5

Short

My python program occupies much more memory than expected or returned by memory profiling tools. I need a strategy to find the memory leak and fix it.

Detailed

I am running a python3 script on a 64bit Linux machine. Almost all code is bundled within one object:

obj = MyObject(*myArguments)
result = obj.doSomething()
print(result)

During the creation of obj, the program reads a text file with a size of ca. 100MB. Since I save the information in multiple ways, I expect the whole object to occupy a couple of hundret MB memory.

Indeed, measuring its size with asizeof.asized(obj) from the package pympler returns around 123MB. However, top tells me that my program occupies around 1GB memory.

I understand that local variables in methods will occupy further RAM. However, looking into my code I see that none of these local variables can be that big. I double checked this using asizeof.asized again.

It is not a major concern to me that the script needs 1GB of memory. However, I execute some methods in parallel (in 12 pocesses):

class MyObject()

    def doSomething(arg):
        # do something

    def myParallelMethod(args)
        with sharedmem.MapReduce() as pool:
            result = pool.map(self.doSomething, args)
        return result

This makes the the total memory usage become 8GB, even though I put all large objects in shared memory:

self.myLargeNumPyArray = sharedmem.copy(self.myLargeNumPyArray)

I assured with test programs that the memory is really shared.

Checking with asizeof, I obtained in each subprocess that

  • asizeof.asized(self) is 1MB (i.e. much smaller than the "original" object - maybe due to the shared memory, which is not counted double)
  • asizeof.asized(myOneAndOnlyBigLocalVariable) is 230MB.

All in all my program should occupy not much more than 123MB + 12*230MB = 2.8GB << 8GB. So, why does the program require so much memory?

One explanation could be that there are some hidden parts (garbage?) in my object that is being copied, when the program is run in parallel.

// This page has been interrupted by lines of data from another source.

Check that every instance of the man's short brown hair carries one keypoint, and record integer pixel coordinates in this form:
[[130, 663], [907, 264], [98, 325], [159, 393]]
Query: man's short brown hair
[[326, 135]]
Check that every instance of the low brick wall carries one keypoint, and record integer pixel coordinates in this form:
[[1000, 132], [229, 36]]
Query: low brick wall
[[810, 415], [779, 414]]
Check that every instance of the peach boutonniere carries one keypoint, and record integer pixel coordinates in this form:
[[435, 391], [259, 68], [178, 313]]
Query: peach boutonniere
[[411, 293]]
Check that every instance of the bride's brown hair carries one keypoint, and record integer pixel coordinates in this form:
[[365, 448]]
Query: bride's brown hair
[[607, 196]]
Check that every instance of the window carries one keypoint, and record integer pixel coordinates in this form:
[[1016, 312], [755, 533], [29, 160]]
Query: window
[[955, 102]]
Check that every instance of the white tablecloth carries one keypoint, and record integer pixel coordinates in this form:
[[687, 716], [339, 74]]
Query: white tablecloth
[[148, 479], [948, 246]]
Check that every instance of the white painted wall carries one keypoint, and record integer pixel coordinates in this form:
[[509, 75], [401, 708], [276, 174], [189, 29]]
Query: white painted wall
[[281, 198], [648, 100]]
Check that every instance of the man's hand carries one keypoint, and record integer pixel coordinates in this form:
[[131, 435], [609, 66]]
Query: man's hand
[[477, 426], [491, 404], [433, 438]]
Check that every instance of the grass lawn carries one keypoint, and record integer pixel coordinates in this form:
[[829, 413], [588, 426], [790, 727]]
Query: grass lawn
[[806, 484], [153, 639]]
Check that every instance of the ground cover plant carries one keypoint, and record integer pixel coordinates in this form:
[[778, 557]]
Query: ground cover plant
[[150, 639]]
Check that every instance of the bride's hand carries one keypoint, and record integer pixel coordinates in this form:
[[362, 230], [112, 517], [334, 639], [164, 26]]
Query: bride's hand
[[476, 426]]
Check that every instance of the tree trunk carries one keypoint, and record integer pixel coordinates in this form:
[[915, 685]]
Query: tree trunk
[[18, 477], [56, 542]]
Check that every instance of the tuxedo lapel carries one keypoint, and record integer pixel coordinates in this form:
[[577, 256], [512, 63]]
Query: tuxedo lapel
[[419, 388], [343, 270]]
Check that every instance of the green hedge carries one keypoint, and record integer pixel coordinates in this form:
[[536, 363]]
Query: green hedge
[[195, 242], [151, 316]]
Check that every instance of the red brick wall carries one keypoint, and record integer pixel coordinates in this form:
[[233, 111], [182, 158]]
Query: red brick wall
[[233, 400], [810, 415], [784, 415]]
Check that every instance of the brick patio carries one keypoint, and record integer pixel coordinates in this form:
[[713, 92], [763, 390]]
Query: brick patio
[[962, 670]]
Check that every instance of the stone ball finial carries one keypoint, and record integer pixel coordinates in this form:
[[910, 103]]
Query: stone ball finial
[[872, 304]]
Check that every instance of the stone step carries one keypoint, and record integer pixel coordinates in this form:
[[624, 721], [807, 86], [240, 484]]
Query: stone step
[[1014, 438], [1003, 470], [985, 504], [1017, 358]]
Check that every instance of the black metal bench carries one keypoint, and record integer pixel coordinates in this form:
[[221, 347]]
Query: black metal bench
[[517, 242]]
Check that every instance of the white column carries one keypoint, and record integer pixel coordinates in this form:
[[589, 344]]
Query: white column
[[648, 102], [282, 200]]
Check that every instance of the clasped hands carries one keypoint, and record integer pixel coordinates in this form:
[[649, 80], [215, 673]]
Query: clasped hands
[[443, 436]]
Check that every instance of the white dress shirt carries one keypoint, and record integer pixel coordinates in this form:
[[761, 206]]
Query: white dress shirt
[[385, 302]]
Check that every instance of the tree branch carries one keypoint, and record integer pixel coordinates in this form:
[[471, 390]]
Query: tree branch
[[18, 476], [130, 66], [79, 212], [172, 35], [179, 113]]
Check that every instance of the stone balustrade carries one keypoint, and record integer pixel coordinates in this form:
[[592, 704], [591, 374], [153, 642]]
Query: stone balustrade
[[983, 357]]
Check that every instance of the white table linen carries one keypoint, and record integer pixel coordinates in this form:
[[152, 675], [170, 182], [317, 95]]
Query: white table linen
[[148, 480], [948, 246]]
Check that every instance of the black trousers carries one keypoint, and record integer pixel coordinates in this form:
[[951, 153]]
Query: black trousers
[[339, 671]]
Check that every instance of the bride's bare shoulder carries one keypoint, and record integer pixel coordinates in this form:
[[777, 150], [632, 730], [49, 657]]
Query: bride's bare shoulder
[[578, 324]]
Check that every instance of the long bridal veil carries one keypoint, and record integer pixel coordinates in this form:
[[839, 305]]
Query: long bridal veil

Does anyone know a strategy to find out, where the memory leak is? How could I fix it?

I have read many threads regarding memory profiling, e.g. Profiling memory in python 3, Is there any working memory profiler for Python3, Which Python memory profiler is recommended?, or How do I profile memory usage in Python?, but all the recomended tools do not explain the memory usage.


Update

I have been asked to provide a minimal example of the code. The code below shows the same problems with memory consumption in the parallel part as my original one. I have already figured out the issue with the non-parallel part of my code, which was that I had a large numpy array with data type object as object variable. Due to this data type, the array cannot be put into shared memory and asized only returns the shallow size. Thanks to @user2357112 for helping me to figure this out!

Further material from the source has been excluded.